Making Sense of CEO Bonuses

When do you pay a bonus? If you're smart, you sign that check when you've had a clearly-defined goal within the power of the potential recipient to deliver, the behavior you reward strengthens the business, and you watch to see that what you wanted actually occurred. And there's some odd news on this front. At Merrill Lynch, CEO John Thain thinks he deserves a $10 million bonus for 2008. This would be riotously funny if it weren't so tragic and indicative of the problems often found in upper management. Merrill has lost $11.67 billion this year. So far. Thain's view? He deserves a bonus because he helped keep it from getting a lot worse.

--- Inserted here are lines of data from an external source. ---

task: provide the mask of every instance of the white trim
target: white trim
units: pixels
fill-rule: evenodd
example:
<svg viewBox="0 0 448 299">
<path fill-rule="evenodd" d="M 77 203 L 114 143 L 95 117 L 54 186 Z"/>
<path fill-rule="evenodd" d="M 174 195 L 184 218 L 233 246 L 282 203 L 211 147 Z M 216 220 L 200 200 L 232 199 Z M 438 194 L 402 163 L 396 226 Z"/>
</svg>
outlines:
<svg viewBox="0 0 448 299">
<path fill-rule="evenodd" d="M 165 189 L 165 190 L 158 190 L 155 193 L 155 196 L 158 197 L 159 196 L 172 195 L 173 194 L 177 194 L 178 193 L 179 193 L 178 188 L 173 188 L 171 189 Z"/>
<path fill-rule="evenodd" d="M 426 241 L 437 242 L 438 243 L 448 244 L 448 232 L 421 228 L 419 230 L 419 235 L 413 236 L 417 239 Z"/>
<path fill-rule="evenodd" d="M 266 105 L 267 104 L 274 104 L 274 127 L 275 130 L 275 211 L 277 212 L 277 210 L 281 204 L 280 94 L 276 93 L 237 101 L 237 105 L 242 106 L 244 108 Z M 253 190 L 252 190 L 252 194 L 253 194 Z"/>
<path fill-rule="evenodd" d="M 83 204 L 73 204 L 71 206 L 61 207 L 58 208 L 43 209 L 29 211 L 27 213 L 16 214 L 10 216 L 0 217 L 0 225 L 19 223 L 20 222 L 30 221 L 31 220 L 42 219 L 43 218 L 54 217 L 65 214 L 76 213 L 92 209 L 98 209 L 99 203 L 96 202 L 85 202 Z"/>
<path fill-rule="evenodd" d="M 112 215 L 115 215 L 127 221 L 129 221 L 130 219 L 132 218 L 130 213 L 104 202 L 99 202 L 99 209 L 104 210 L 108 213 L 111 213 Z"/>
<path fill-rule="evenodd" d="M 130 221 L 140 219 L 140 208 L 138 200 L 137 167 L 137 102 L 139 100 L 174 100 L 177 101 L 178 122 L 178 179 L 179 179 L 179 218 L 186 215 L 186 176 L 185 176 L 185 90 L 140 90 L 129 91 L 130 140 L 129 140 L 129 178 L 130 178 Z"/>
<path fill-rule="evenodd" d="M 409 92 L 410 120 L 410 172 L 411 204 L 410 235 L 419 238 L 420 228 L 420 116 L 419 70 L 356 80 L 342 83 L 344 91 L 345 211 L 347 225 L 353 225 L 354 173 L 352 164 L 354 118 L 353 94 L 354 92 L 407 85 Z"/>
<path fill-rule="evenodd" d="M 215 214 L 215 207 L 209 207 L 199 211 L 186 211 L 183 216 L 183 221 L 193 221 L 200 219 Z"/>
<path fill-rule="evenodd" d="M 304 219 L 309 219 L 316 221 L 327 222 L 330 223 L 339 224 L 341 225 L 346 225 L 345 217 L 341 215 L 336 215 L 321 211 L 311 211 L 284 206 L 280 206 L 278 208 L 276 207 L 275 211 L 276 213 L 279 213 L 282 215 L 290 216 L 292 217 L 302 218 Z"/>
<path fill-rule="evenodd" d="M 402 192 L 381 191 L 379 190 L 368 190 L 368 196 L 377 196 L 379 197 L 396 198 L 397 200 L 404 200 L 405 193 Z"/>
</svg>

It's not that there is no case to be made for Thain. He only took over last December, so literally has been cleaning up the messes of others, and pulled off the acquisition by Bank of America. And yet, the board noted that more successful Wall Street firms - or at least one, Goldman Sachs - aren't giving out bonuses, and that acquiring BofA and the public at large might not sit too calmly with a big payout when so much was lost.
When Mr. Thain landed at Merrill in late 2007, he received a $15 million cash signing bonus and a pay package that was valued from about $50 million to $120 million over a number of years.

Merrill shares were trading above $50 when he was hired, and his pay package was structured heavily toward his ability to increase the price by another $40 or more. Merrill's shares have fallen steadily this year, closing Friday at $13.04 in 4 p.m. New York Stock Exchange composite trading.
As much disaster as he may have averted, he clearly signed on to do something that a more realistic person might have said wasn't possible. If you're going to get big bucks, then you need to deliver big. And if he couldn't see where things were going as recently as a year ago, then maybe he wasn't so insightful after all. Or is the board punishing Thain because it's embarrassed at not having checked the stupidity of his predecessors?

I have a tad more sympathy for Toyota management, which is seeing its bonuses reduced as car sales slide off the road. The company had been doing marvelously well and is clearly caught in forces larger than human decision. But when things go bad, employees are always asked to tighten their belts. Making the same request of management seems only fair.